Sally Gary (born September 19, 1961) is a Christian speaker and author on faith and sexuality. She is founder of CenterPeace, a 501(c)(3) nonprofit organization that fosters belonging for LGBTQ people in the Church, as well as provides resources for Christian leaders, parents, and organizations to respond in Christ-like ways to the LGBTQ community. Gary is the subject of the 2020 biographical documentary Loves God, Likes Girls by Film Mavericks.

==Life==
Gary was born in Wichita Falls, Texas. She grew up going to Tenth and Broad Church of Christ in Wichita Falls. She graduated from Abilene Christian University and Texas Tech University School of Law. In 2006, Gary founded CenterPeace, a nonprofit ministry to create safe spaces for Christians to talk about sexuality. Gary also taught at Abilene Christian University in the department of communication from 2001 to 2011. In 2013, she authored Loves God, Likes Girls, a memoir telling the story of her own journey experiencing same-sex attraction, focusing particularly on her childhood and family relationships.
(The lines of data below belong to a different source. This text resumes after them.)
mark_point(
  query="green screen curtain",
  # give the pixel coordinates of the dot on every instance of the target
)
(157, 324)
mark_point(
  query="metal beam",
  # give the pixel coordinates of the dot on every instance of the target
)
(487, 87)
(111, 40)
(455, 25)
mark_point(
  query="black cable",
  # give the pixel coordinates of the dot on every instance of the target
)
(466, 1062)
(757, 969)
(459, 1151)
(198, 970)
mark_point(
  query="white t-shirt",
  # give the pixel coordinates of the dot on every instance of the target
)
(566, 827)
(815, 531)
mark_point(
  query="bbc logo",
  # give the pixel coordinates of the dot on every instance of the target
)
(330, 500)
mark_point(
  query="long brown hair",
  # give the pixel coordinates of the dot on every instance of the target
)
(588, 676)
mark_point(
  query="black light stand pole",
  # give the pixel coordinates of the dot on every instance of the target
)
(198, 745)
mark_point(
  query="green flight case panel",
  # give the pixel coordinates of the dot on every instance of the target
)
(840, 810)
In 2021, Gary published a sequel Affirming: A Memoir of Faith, Sexuality, and Staying in the Church. It recounts her shift to becoming theologically affirming of same-sex relationships, while remaining devoted to her faith.

==Education==
- B.S.Ed Abilene Christian University (1983)
- M.A. Abilene Christian University (1985)
- J.D. Texas Tech University (1998)

==Publications==
- Affirming: A Memoir of Faith, Sexuality, and Staying in the Church, Grand Rapids, Michigan: Eerdmans Publishing, 2021. ISBN 978-0-8028-7917-2.
- Loves God, Likes Girls: A Memoir, Abilene, Texas: Leafwood Publishers, 2013. ISBN 978-0-89112-359-0.